Mais do que isso, a experiência da viagem é explorada ao máximo possível — o que ainda pode ser pouco, relativamente — por meio de tomadas mostrando o ponto de vista do piloto de fora da janela de seu cockpit. De certa forma, é como olhar pra fora da janela em uma viagem, exceto que é impossível não perguntar como diabos “The Spirit of St. Louis” consegue gravar cenas passando em cima de fazendas no interior do país e sobre oceanos congelados. A resposta é um bombardeiro B-25 modificado para acomodar uma câmera. Simples e talvez um pouco óbvio, mas não atrapalha a ilusão criada entre o corte da monótona cabine de sempre para algo completamente novo que resgata a sensação de maravilha ao encontrar um lugar completamente novo. Também parece como uma solução relativamente padrão para os problemas mencionados antes e talvez até seja. Só que padrão não significa disfuncional e, bem, de fato funciona.

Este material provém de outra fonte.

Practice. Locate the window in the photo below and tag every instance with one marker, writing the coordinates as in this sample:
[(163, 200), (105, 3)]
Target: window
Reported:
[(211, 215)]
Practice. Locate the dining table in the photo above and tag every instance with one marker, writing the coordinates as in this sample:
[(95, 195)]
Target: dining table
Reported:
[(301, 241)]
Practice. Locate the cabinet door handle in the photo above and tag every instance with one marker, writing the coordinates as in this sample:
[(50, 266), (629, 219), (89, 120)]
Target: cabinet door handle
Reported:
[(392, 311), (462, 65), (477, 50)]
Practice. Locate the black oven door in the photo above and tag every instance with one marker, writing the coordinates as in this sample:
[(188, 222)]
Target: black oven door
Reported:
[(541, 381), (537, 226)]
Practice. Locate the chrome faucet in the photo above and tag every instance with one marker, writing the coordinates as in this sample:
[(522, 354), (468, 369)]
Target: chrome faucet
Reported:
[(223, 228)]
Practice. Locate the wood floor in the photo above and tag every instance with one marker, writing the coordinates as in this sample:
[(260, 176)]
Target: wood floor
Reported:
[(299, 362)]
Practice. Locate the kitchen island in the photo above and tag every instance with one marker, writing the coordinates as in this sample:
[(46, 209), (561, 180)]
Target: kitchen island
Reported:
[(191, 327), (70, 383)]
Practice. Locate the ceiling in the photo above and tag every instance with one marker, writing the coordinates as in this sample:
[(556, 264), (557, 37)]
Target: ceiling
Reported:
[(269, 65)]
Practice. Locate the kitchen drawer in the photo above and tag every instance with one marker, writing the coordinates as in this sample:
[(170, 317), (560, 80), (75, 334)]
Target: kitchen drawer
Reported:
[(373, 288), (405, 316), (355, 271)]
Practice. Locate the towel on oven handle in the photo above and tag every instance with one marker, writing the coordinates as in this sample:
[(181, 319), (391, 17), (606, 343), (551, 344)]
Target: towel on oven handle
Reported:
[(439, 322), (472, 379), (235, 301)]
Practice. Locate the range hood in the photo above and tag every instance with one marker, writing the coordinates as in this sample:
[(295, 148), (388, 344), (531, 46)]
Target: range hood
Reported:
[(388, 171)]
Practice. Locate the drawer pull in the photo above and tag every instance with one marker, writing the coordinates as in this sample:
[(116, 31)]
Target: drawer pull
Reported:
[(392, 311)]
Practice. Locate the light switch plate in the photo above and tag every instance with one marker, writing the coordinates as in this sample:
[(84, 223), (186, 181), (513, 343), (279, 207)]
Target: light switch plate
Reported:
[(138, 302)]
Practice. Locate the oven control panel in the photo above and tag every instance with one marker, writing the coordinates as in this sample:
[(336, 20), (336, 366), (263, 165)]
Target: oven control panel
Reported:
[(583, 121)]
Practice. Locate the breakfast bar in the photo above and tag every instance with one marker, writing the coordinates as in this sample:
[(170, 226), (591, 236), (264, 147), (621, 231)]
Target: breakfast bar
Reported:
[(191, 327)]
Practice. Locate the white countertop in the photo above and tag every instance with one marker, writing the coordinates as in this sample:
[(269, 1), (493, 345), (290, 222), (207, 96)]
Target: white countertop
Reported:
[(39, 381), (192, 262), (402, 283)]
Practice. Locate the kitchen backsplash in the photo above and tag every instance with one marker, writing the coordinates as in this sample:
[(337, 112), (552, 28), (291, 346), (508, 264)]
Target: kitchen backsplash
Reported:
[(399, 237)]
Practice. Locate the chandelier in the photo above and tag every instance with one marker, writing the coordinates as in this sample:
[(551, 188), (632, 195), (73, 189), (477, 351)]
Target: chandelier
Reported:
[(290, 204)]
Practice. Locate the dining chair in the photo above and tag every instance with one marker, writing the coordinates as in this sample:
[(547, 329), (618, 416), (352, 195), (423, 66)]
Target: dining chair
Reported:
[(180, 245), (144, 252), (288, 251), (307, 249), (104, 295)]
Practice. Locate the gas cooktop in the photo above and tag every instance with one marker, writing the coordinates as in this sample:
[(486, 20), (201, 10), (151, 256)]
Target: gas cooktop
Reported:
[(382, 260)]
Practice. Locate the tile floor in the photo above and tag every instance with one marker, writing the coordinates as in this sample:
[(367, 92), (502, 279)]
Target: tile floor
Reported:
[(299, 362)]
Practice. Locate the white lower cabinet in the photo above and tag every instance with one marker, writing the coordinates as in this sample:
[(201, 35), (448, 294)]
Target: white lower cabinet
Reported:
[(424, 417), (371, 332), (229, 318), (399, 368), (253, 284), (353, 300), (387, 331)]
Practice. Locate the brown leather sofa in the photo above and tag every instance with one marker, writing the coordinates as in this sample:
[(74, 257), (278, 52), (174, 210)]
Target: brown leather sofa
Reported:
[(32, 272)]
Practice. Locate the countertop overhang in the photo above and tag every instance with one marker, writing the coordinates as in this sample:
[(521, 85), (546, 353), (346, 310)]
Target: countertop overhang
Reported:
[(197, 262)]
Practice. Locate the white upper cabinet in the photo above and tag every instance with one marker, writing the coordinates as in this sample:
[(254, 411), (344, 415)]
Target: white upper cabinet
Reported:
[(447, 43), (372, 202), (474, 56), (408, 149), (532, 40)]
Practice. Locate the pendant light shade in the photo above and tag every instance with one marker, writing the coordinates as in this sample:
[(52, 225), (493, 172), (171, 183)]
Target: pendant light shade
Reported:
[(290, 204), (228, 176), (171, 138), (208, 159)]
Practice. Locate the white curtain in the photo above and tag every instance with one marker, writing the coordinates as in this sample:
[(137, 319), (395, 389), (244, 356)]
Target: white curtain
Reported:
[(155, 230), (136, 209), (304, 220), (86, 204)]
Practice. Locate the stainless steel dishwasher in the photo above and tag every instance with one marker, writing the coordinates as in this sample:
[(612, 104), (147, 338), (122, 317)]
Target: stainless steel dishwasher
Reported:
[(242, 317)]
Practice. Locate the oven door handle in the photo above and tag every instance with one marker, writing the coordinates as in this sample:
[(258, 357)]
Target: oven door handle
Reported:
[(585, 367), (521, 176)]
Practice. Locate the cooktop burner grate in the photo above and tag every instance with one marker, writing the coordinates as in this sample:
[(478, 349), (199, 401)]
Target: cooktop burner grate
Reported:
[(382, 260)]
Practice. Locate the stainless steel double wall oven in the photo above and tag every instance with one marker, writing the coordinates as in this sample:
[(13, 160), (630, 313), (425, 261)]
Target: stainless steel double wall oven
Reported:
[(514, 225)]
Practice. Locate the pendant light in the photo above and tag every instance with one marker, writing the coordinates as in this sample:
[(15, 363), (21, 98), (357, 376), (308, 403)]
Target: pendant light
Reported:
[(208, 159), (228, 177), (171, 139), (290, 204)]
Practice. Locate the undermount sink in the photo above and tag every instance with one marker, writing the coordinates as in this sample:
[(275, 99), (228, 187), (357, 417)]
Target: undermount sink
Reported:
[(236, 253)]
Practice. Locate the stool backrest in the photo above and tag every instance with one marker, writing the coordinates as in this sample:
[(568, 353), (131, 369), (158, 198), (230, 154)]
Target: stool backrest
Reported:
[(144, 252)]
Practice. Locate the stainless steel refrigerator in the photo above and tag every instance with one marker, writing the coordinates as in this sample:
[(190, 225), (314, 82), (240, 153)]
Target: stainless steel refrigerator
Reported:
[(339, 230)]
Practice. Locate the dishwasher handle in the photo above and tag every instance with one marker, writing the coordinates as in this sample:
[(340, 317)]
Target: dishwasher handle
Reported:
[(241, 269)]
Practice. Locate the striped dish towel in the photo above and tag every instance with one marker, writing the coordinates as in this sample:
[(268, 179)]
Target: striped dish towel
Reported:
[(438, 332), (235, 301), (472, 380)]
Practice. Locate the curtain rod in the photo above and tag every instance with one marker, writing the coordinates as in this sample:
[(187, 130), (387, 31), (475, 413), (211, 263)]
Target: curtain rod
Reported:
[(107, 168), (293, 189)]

A outra solução é sair completamente do avião e levar a história para outro lugar no espaço e tempo, o clássico flashback. Tão criticado por teóricos, ele pode ser uma ferramenta narrativa pobre em algumas situações por quebrar todas as regras da linearidade e da continuidade para trazer exatamente aquilo que a história demanda, ou seja, uma conveniência. Não necessariamente é assim sempre. Assim “The Spirit of St. Louis” é sobre a viagem, é sobre a pessoa também, sobre sua vida e a experiência que o levou até a fama. Pedaços aparentemente aleatórios de seu passado são trazidos à tona para que o protagonista não seja apenas um piloto de avião famoso e apenas isso. James Stewart inclusive colabora muito para esse aspecto muito embora tivesse 22 anos a mais do que Lindbergh na época. Para alguém como eu, que não sabia a idade real, não foi estranho e pouco importou. Importa mais sua interpretação transmitindo o entusiasmo de uma criança de 7 anos feliz demais em colocar a cabeça para fora da janela e sentir o vento no rosto, assim como parece que o protagonista se sentia dentro de seu avião. Para um filme com tantos problemas aparentes, encontra-se um resultado agradável e tanto.